Teaser:
Despite financial woes, the USPS remains ready to act as a first responder to a biological attack.

A report published Friday examined U.S. government programs in place to respond to a bioterror attack and the threat of anthrax as a weapon. The report, based on findings from a study conducted by the Institute of Medicine, said that an effective response to a large-scale anthrax attack would require planned coordination on a local level and the ability to get antibiotics to those affected.
With similar ideas in mind, the President signed an executive order in 2009 directing Health and Human Services (HHS), the Department of Homeland Security, and the U.S. Postal Service (USPS) to come up with a system for U.S. cities to respond to a bioterror attack by dispensing antibiotics and implementing other countermeasures.
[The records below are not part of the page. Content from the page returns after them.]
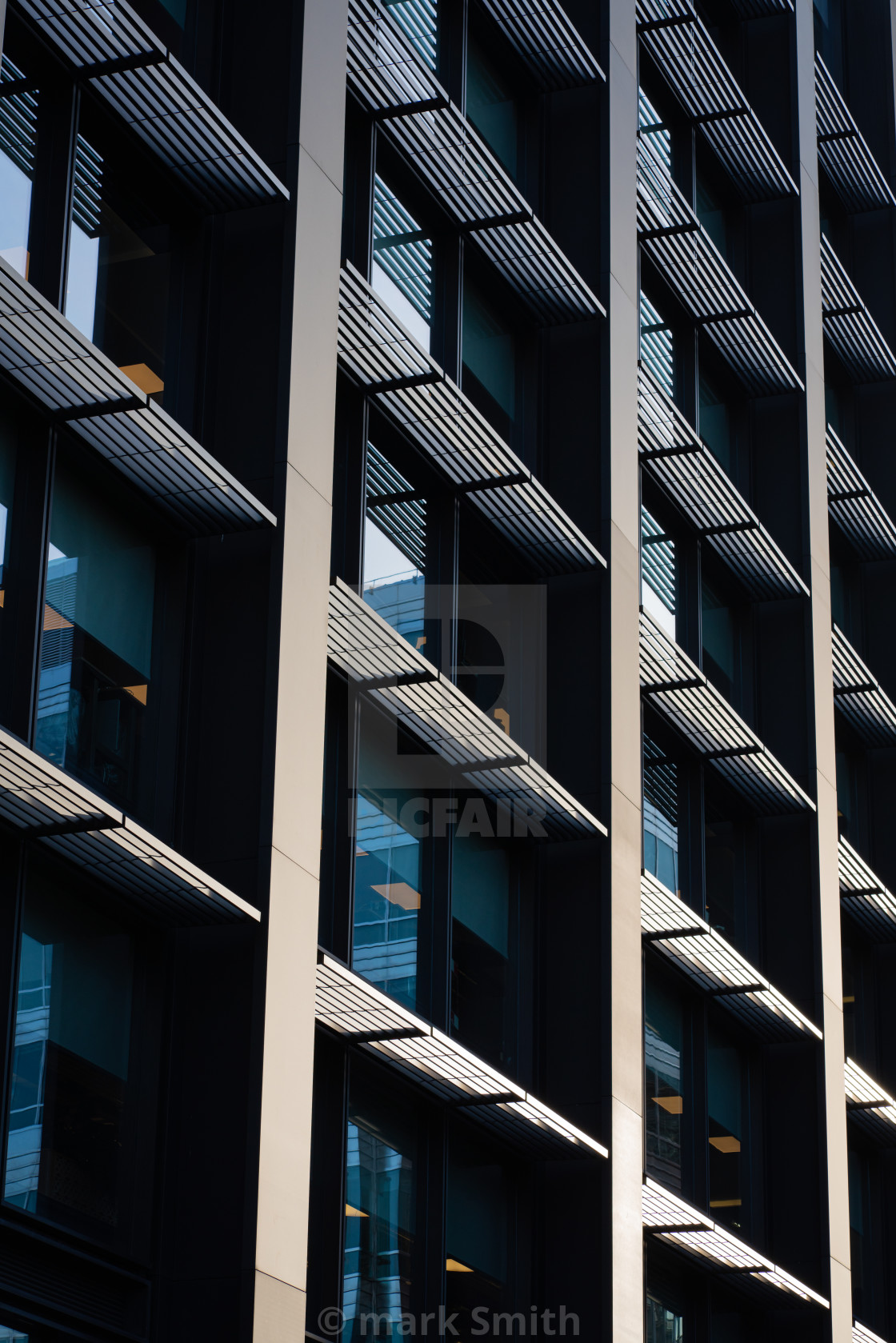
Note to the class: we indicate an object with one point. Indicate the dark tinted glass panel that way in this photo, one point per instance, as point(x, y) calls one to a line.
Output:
point(391, 820)
point(395, 550)
point(381, 1216)
point(490, 105)
point(480, 1213)
point(18, 150)
point(664, 1093)
point(726, 1107)
point(117, 282)
point(96, 652)
point(74, 1119)
point(482, 943)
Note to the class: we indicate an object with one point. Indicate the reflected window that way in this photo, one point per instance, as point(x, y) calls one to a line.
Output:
point(482, 986)
point(490, 105)
point(402, 271)
point(726, 1107)
point(664, 1073)
point(660, 815)
point(18, 150)
point(390, 822)
point(657, 347)
point(480, 1216)
point(490, 359)
point(96, 649)
point(418, 21)
point(73, 1117)
point(658, 577)
point(381, 1214)
point(117, 280)
point(395, 550)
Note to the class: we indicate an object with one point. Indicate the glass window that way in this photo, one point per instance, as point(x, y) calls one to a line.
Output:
point(726, 1109)
point(117, 281)
point(660, 815)
point(381, 1214)
point(490, 105)
point(71, 1151)
point(490, 359)
point(658, 577)
point(482, 977)
point(18, 150)
point(657, 347)
point(402, 271)
point(662, 1060)
point(391, 820)
point(96, 652)
point(480, 1218)
point(395, 550)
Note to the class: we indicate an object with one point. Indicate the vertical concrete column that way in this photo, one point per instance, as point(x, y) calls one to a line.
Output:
point(832, 985)
point(281, 1255)
point(626, 1029)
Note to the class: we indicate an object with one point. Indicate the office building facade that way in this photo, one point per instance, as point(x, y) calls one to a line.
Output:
point(446, 740)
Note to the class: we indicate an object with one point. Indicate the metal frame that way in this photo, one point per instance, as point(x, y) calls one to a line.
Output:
point(854, 506)
point(848, 324)
point(684, 1226)
point(692, 65)
point(678, 688)
point(868, 1105)
point(364, 1016)
point(387, 74)
point(672, 235)
point(715, 967)
point(112, 50)
point(82, 390)
point(382, 356)
point(842, 150)
point(864, 896)
point(379, 662)
point(686, 470)
point(49, 806)
point(860, 697)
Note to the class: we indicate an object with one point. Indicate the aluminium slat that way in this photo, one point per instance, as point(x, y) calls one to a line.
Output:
point(387, 74)
point(682, 693)
point(854, 506)
point(38, 799)
point(377, 351)
point(842, 150)
point(858, 696)
point(682, 465)
point(672, 1220)
point(676, 241)
point(864, 896)
point(355, 1009)
point(706, 87)
point(546, 41)
point(158, 101)
point(714, 965)
point(367, 649)
point(59, 367)
point(848, 324)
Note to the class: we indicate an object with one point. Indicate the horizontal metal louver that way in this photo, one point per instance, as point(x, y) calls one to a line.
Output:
point(710, 94)
point(382, 356)
point(858, 696)
point(674, 237)
point(452, 158)
point(156, 98)
point(842, 150)
point(854, 506)
point(680, 692)
point(848, 324)
point(674, 454)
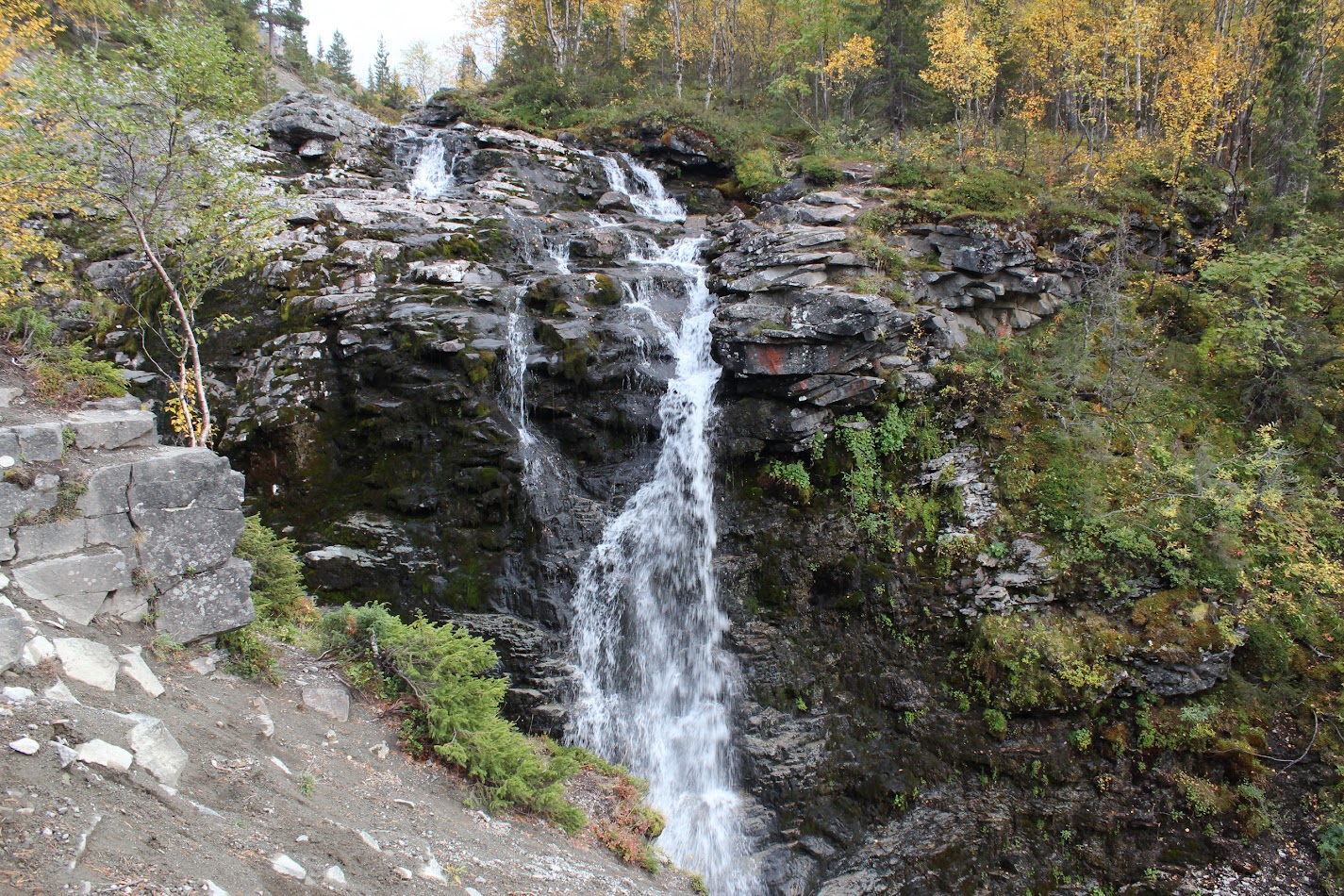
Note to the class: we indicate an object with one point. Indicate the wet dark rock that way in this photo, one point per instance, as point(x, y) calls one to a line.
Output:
point(315, 123)
point(441, 110)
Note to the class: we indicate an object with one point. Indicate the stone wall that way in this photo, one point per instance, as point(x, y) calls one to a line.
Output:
point(100, 519)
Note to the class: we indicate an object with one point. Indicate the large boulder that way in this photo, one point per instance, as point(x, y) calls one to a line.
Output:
point(441, 110)
point(312, 124)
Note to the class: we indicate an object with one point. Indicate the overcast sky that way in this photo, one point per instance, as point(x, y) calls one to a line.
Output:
point(401, 22)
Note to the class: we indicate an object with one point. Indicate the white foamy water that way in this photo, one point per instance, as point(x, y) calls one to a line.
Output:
point(432, 177)
point(656, 683)
point(645, 192)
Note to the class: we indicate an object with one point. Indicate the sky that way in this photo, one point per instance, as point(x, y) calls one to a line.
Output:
point(401, 22)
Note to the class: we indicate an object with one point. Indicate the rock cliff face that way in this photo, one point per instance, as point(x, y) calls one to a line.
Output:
point(451, 379)
point(101, 519)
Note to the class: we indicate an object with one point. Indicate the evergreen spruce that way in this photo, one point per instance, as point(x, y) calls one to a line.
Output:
point(340, 60)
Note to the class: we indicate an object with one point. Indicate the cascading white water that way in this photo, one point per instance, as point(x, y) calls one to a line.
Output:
point(432, 177)
point(648, 196)
point(515, 377)
point(559, 253)
point(655, 680)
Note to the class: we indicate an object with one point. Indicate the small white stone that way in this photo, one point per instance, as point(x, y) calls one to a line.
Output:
point(88, 661)
point(37, 652)
point(288, 867)
point(100, 753)
point(135, 668)
point(60, 693)
point(432, 871)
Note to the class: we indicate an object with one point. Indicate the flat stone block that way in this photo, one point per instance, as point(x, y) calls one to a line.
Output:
point(135, 668)
point(113, 529)
point(50, 539)
point(12, 641)
point(331, 702)
point(208, 604)
point(100, 753)
point(76, 585)
point(107, 492)
point(88, 661)
point(158, 751)
point(41, 442)
point(107, 429)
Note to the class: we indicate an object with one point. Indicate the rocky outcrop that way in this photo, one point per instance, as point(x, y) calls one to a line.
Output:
point(310, 125)
point(98, 519)
point(373, 402)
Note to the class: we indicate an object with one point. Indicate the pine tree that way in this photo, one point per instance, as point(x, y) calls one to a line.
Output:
point(285, 15)
point(340, 59)
point(380, 76)
point(1292, 132)
point(468, 72)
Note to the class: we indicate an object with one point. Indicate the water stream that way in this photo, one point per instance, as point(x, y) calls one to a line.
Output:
point(645, 192)
point(656, 684)
point(433, 176)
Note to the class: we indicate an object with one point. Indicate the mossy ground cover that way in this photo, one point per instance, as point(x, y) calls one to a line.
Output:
point(443, 683)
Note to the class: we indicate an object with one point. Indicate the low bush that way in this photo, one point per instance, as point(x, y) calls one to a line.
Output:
point(756, 173)
point(820, 171)
point(443, 670)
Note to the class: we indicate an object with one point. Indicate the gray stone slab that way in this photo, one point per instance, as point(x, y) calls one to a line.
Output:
point(158, 751)
point(113, 529)
point(88, 661)
point(16, 501)
point(109, 429)
point(100, 753)
point(41, 442)
point(107, 492)
point(208, 604)
point(50, 540)
point(128, 604)
point(12, 639)
point(189, 540)
point(331, 702)
point(93, 572)
point(186, 477)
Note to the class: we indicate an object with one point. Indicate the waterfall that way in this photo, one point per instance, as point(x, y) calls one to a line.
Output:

The Centers for Disease Control and Prevention’s (CDC) Cities Ready Initiative (CRI ) has been exploring the potential for using this type of system to deliver oral antibiotics in the aftermath of a bioterrror attack. The CRI is a federally funded effort to prepare major U.S. cities and their surrounding metropolitan areas to effectively respond to a large scale bioterrorist event by dispensing antibiotics to their entire identified population within 48 hours of the decision to do so, according to the CDC Web site. Within that initiative, the plan is to use the USPS because it already has the resources and is an organization that already delivers routinely directly to households.
The USPS has the capability to deliver mail to every residential address in the country, allowing it to rapidly distribute initial doses of antibiotics to a large area in a short amount of time. The program would rely on existing postal workers who volunteer for the duty.
A pilot for the program in the Minneapolis-St. Paul area estimated that 179 volunteer carriers, each covering two routes, could distribute required medicines to 575,000 people in 205,000 households in a regular working day. These volunteer carriers would already have a supply of medicines for themselves and their families so they could administer them and immediately head out should they be called upon in an emergency. This type of distribution of antibiotics by postal workers would be a supplement to help reduce strain on preset distribution sites.
One problem with relying on the postal service going forward is that the USPS has its own financial woes, which have led it over the past four years to reduce its workforce by 110,000 employees. The postal service is also discussing closing thousands of local offices and reducing delivery days, all of which could limit its ability to fulfill any agreement to deliver antibiotics in an emergency.
Officials say there won’t be any impact, however. Jude Plessas, countermeasures distribution and delivery manager at the USPS, explains:
“When it comes to delivery, we’re required to provide universal service and delivery to every address. If there’s a consolidation in a particular city, that doesn’t affect the way deliveries are taken care of,” he said.
“Typically with post office closure, you’re dealing with retail and the interface with the public at the counter. That’s not what the postal model relies on. Our reliance is actually on the residential delivery of these medications. As long as universal service remains our mandate, we won’t see that affect our reach as far as delivery is concerned.”
In fact, despite bleak postal service headlines, the program seems to be progressing at a steady pace under federally supplied grants. Minneapolis-St. Paul has a plan in place that would allow it to respond in 20 zip codes and in Louisville, Kentucky, the USPS is in the process of putting together a volunteer corps that would cover 23 zip codes in Kentucky.
Within a year’s time, USPS hopes to be operational (having people screened, trained, and ready to respond) in San Diego, Philadelphia, and Boston.
“The model can be applied anywhere, but right now we’re going where we have the grant money to go. It’s a bottom up approach. We want to integrate our response with local and state public health response so it supplements what they already have in the can,” Plessas said.
“This program’s continued existence depends on continued funding….So as long as we continue to see funding we’ll be able to maintain our presence in cities where it’s been deployed and hopefully expand out,” he said.